Anderson tells us that interstellar war and conquest just isn't worth it enough for much of it to happen. Interstellar governments have trouble maintaining rule over more than a few planets, so it is something more like an interstellar / inter-species Chamber of Commerce that is the organization that concerns itself with the largest region of the galaxy.
There are also interesting presentations of other planets of different gravities, climates, etc.
The Three Stories:
(1) The trading ship has been damaged by space pirates. The ship won't last to reach a known spaceport. They find an alien spaceship of an unfamiliar type and attempt to meet it in hopes the aliens will assist them. The aliens flee thinking the humans are pirates, but the trading ship is able to reach the alien ship. When the humans force their way into the alien ship they find the ship has been stripped of clues of who the alien crew's species is - and the ship's hold is full of unfamiliar alien animals (apparently from a number of different worlds). Presumably, the crew is hiding, pretending to be one kind of the animals. The alien ship is traveling on an unknown course and the humans don’t know how to control the ship. The humans have to figure out which “animals” the aliens are.
(2) The traders are on a strange new planet when the natives decide to get rid of the humans. Most of the humans flee in their two spaceships. Van Rigen, a woman and a loyal native are left to survive as best they can. Their main hope of survival is to meet an investigation / rescue ship when it comes some weeks in the future. But the ship will presumably land at their old base, which is now controlled by hostile natives. If Van Rigen and his companions stay near the base, they will probably be found by the natives. If they don’t stay near the base, they probably won’t be able to meet the ship when it comes.
Considering this was written about 50 years ago, it is interesting to read the description of global climate change, the greenhouse effect and efforts to reverse it - even though the discussion applies to a planet that isn't that Earth-like.

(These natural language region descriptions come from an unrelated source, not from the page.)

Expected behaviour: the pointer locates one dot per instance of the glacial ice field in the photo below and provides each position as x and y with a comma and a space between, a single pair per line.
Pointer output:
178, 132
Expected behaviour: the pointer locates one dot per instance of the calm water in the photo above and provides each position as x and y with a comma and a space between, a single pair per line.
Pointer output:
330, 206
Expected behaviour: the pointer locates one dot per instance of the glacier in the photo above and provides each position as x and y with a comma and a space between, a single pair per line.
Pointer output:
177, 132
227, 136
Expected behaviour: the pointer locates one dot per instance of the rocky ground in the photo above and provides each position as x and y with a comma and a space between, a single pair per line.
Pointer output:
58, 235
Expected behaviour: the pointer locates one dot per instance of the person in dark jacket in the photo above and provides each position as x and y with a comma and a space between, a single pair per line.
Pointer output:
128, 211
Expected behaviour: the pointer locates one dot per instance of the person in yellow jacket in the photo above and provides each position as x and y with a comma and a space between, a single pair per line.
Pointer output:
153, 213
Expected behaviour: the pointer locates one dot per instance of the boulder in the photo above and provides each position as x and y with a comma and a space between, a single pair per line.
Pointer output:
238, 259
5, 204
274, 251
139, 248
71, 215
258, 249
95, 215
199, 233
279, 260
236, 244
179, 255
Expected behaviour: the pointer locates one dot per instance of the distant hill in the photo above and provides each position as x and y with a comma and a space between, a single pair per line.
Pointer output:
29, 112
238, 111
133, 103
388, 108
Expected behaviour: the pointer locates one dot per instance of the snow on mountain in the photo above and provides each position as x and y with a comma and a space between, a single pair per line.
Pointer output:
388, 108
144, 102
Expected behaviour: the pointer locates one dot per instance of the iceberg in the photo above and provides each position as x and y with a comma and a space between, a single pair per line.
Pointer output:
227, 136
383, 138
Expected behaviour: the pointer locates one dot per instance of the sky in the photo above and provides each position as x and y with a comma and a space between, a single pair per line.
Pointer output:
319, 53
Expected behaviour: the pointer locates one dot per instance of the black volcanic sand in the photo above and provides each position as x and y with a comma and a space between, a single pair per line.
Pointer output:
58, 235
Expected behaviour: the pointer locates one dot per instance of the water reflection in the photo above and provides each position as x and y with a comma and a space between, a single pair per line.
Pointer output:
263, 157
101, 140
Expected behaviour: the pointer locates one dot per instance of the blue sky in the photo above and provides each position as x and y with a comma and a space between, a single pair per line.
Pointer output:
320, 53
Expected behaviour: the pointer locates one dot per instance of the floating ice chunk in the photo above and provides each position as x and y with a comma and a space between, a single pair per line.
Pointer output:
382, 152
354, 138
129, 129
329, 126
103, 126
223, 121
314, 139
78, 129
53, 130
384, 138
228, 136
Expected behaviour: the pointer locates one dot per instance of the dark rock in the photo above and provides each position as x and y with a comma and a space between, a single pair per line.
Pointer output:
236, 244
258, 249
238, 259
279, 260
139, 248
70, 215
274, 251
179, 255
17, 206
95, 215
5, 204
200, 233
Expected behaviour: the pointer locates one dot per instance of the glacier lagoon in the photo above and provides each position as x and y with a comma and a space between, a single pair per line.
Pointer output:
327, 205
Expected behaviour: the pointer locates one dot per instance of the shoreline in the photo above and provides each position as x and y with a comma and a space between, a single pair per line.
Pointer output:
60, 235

(3) The traders are on a planet with two intelligent species. The two races are related, but one is dominant, the other subservient. After a period of friendly relations with humans, their attitude changes. The humans do not understand what occurred to cause the change. An ambush takes place. Although the humans eventually fight off the attack, the natives leave with some human prisoners. The humans pursue the natives to free the prisoners. Afterwards, the natives’ attitude towards humans changes again, and once more the humans aren’t sure why. There are a couple of theories, but Van Rigen (as usual) unravels it for us.